In practice, human review is mandatory in three places, and I would defend all three in any domain:
First, the top severity tier in production — always, regardless of how confident the model claims to be. Our 3A path ends at a person within minutes. Yours might end at a fraud analyst or a lawyer. Every product has a 3A; the only question is whether you have named it.
Second, before any genuinely new class of feature launches, humans grade a large sample of outputs by hand. Automated judges are calibrated on failure modes you have already met. A new feature class produces new ones, and the first hundred of those need human eyes, not a rubric written for the previous feature.
Third, a standing sampled audit of production outputs, forever. Models drift, prompts accrete, user behaviour mutates. The eval suite tells you the feature was good when you shipped it. Only sampling tells you it still is.
Prompts are code. Test them like code.
A one-word change to a system prompt is a deploy. It alters production behaviour exactly as surely as a code change does, and yet I have watched teams that would never merge a pull request without tests cheerfully rewrite a prompt at 6pm and go home. The fix is unglamorous: version the prompts, run the full suite on every change, and treat a regression as a failed build rather than an interesting observation.
Model upgrades deserve the same paranoia at greater scale. Swapping the underlying model is a platform migration wearing a changelog that says "improved". We once took an upgrade that was better on nearly every measure we tracked — and the suite caught it behaving subtly differently on one escalation path.
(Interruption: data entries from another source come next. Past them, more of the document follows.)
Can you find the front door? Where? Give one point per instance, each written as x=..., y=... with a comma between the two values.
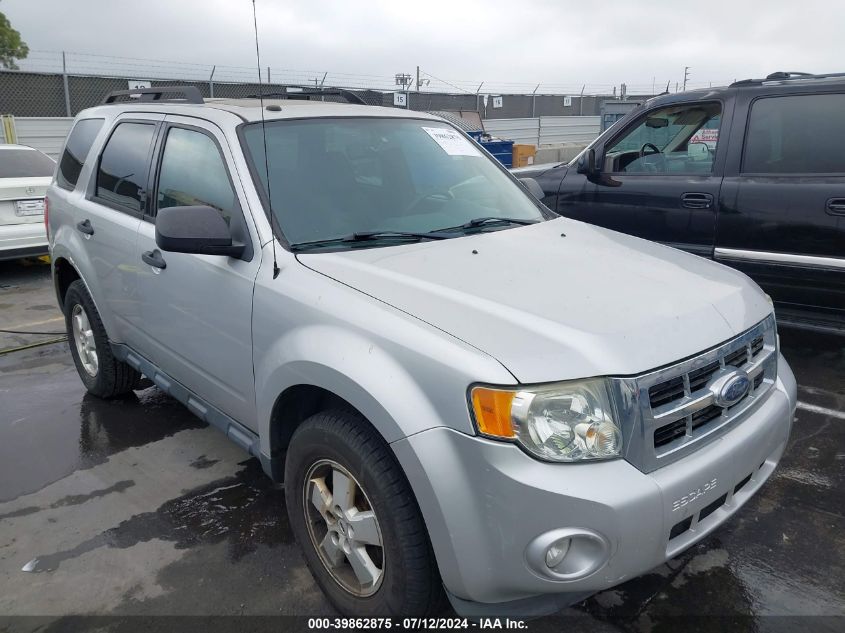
x=660, y=178
x=784, y=219
x=197, y=309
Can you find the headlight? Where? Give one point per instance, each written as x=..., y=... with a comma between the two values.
x=563, y=422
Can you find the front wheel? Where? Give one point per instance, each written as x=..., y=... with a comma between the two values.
x=357, y=521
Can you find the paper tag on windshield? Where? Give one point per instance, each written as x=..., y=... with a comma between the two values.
x=452, y=142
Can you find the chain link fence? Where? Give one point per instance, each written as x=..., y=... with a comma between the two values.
x=57, y=84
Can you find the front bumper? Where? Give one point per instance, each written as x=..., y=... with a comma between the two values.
x=22, y=240
x=484, y=502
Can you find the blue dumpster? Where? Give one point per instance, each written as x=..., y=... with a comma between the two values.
x=501, y=150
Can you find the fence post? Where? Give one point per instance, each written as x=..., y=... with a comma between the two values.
x=9, y=133
x=64, y=83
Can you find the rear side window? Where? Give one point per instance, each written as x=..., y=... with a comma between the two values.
x=25, y=163
x=122, y=173
x=193, y=173
x=796, y=135
x=76, y=150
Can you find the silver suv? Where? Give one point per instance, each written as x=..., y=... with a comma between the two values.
x=464, y=394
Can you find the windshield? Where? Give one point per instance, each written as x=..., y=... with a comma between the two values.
x=331, y=178
x=25, y=163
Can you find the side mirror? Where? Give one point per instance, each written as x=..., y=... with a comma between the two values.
x=198, y=229
x=587, y=163
x=533, y=187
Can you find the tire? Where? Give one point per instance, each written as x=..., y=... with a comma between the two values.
x=102, y=374
x=409, y=582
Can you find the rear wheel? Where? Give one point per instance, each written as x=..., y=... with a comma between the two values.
x=101, y=373
x=357, y=521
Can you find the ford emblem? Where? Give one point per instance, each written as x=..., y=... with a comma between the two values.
x=730, y=387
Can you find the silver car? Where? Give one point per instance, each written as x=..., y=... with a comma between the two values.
x=25, y=174
x=465, y=395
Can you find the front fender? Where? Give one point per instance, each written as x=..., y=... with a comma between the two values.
x=352, y=367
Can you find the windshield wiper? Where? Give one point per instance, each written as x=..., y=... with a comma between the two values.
x=365, y=236
x=491, y=220
x=495, y=220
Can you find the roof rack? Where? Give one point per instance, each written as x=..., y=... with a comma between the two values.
x=786, y=76
x=189, y=94
x=306, y=93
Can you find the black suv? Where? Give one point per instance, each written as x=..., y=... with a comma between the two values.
x=752, y=175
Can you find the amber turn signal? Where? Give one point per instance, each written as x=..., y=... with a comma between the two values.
x=492, y=408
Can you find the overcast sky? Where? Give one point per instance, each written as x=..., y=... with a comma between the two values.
x=505, y=43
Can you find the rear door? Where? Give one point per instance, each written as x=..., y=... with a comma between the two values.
x=661, y=176
x=784, y=219
x=107, y=220
x=197, y=309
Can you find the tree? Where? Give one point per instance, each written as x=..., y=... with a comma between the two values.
x=11, y=46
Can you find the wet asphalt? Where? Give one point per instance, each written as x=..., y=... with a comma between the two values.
x=135, y=507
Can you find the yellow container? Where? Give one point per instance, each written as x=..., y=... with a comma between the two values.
x=523, y=155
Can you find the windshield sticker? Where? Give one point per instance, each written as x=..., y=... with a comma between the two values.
x=452, y=142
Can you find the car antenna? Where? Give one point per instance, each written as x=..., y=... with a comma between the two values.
x=264, y=138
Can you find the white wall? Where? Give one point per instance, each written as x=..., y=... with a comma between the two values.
x=44, y=133
x=546, y=130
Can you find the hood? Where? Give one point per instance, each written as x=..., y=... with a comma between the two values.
x=549, y=307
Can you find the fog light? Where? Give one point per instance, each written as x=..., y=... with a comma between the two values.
x=567, y=553
x=556, y=552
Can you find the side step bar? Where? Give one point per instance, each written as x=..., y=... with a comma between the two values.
x=233, y=429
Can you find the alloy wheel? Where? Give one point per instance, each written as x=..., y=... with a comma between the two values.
x=344, y=528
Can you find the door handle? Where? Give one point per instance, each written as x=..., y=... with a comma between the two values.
x=154, y=259
x=697, y=200
x=836, y=206
x=85, y=227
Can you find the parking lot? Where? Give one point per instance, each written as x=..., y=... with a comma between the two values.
x=134, y=507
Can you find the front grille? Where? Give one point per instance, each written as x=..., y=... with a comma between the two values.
x=677, y=406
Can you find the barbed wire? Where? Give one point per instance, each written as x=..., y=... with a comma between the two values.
x=79, y=63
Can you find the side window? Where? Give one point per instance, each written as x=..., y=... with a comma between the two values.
x=193, y=173
x=680, y=139
x=800, y=134
x=122, y=173
x=76, y=150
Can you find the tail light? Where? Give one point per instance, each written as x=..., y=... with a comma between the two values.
x=47, y=217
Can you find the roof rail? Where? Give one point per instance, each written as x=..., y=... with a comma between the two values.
x=785, y=76
x=305, y=93
x=189, y=94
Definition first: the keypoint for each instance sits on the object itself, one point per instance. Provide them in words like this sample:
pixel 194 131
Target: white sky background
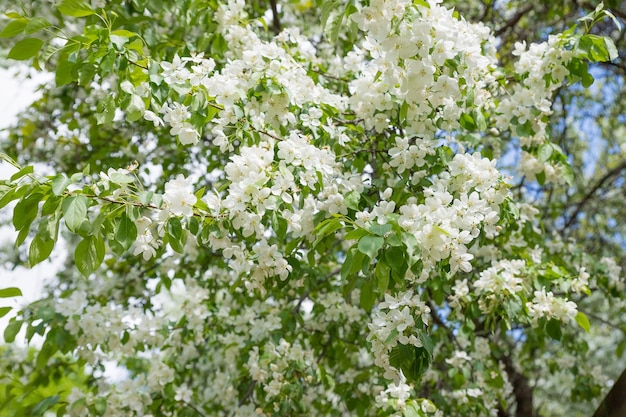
pixel 17 91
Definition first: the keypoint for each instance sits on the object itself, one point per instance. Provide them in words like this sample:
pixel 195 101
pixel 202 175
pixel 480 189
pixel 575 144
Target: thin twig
pixel 587 198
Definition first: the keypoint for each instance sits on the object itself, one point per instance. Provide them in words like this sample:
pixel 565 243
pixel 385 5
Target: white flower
pixel 179 196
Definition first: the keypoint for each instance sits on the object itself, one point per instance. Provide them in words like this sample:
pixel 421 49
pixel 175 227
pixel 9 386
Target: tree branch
pixel 581 204
pixel 521 389
pixel 513 20
pixel 275 18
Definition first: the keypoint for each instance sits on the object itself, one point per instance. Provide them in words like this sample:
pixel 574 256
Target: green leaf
pixel 370 245
pixel 611 48
pixel 126 232
pixel 124 33
pixel 25 49
pixel 356 234
pixel 553 328
pixel 10 292
pixel 89 254
pixel 12 330
pixel 26 210
pixel 367 297
pixel 40 249
pixel 413 361
pixel 327 9
pixel 60 183
pixel 4 311
pixel 14 27
pixel 75 8
pixel 65 72
pixel 479 119
pixel 583 321
pixel 467 122
pixel 352 200
pixel 545 152
pixel 44 405
pixel 36 24
pixel 175 234
pixel 75 211
pixel 381 229
pixel 541 177
pixel 382 273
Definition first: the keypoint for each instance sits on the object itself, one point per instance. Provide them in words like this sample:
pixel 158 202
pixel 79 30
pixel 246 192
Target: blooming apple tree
pixel 297 209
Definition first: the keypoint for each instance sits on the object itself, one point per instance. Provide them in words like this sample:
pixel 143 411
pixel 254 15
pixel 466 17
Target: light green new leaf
pixel 75 8
pixel 75 211
pixel 15 27
pixel 4 311
pixel 40 249
pixel 59 184
pixel 89 254
pixel 36 24
pixel 126 232
pixel 26 211
pixel 22 172
pixel 370 245
pixel 583 321
pixel 10 292
pixel 367 297
pixel 25 49
pixel 12 330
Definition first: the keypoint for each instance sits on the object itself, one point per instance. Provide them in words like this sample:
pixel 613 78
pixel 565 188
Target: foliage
pixel 298 209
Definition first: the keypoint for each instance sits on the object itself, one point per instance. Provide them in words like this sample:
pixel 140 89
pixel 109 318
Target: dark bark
pixel 521 389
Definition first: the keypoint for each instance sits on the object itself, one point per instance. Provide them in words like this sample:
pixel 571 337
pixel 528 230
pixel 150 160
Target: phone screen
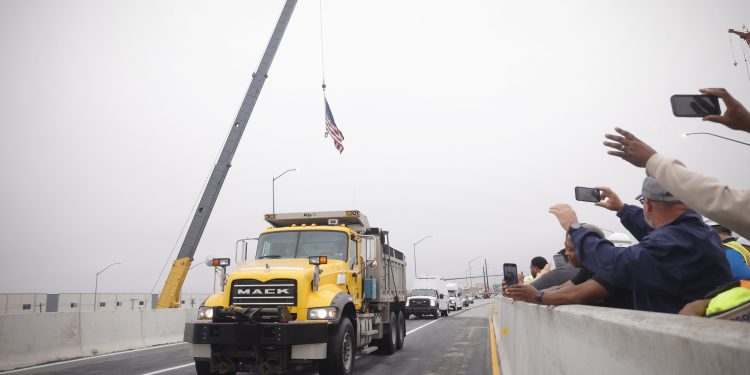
pixel 510 273
pixel 587 194
pixel 695 105
pixel 559 260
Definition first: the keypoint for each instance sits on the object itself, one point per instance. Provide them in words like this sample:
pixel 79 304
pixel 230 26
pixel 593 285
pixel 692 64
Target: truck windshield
pixel 423 292
pixel 302 244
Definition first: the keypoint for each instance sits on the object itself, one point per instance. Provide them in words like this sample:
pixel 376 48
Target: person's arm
pixel 632 219
pixel 696 308
pixel 740 270
pixel 707 195
pixel 634 267
pixel 566 284
pixel 587 292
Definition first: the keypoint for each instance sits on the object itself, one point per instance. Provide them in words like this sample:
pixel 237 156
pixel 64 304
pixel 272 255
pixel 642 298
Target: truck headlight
pixel 322 313
pixel 205 313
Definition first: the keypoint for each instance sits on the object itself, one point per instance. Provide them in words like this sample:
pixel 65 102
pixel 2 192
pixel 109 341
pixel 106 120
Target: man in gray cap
pixel 678 259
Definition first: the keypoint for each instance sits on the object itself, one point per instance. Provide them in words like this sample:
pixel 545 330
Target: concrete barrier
pixel 31 339
pixel 534 339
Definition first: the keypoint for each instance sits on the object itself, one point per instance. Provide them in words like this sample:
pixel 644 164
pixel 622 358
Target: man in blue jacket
pixel 678 260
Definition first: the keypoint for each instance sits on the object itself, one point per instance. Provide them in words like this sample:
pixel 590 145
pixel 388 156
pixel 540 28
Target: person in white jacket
pixel 706 195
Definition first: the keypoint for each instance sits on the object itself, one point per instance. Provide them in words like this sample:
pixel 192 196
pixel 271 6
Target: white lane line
pixel 89 358
pixel 169 369
pixel 422 326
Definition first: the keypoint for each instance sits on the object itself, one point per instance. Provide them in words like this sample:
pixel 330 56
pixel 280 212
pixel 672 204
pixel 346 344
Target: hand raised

No human chatting with the feature would have noticed, because every individual answer still looked excellent. The diff only existed in aggregate, which is the only place these models can really be seen.
The eval suite is the only institutional memory an AI product has. People leave, prompts get rewritten, models get swapped under you on a vendor's schedule rather than your own. The suite is the one artefact that remembers every way the product has previously failed and checks, every single release, that it has not started failing those ways again.
The three papers we have put out — the bias evaluation across nine models, a protocol for cutting the time between detecting risk and acting on it, a composite framework for measuring provider quality — look, from the outside, like academic output. They are really just lab notes from the same habit: refusing to take the model's word for it, then writing down what we found.
The models will keep improving, which is the genuinely dangerous part. Every improvement makes the demo more convincing and the eyeball test less reliable, so the better the model gets, the better your exam has to be. Ours gets longer every quarter. I no longer expect that to stop.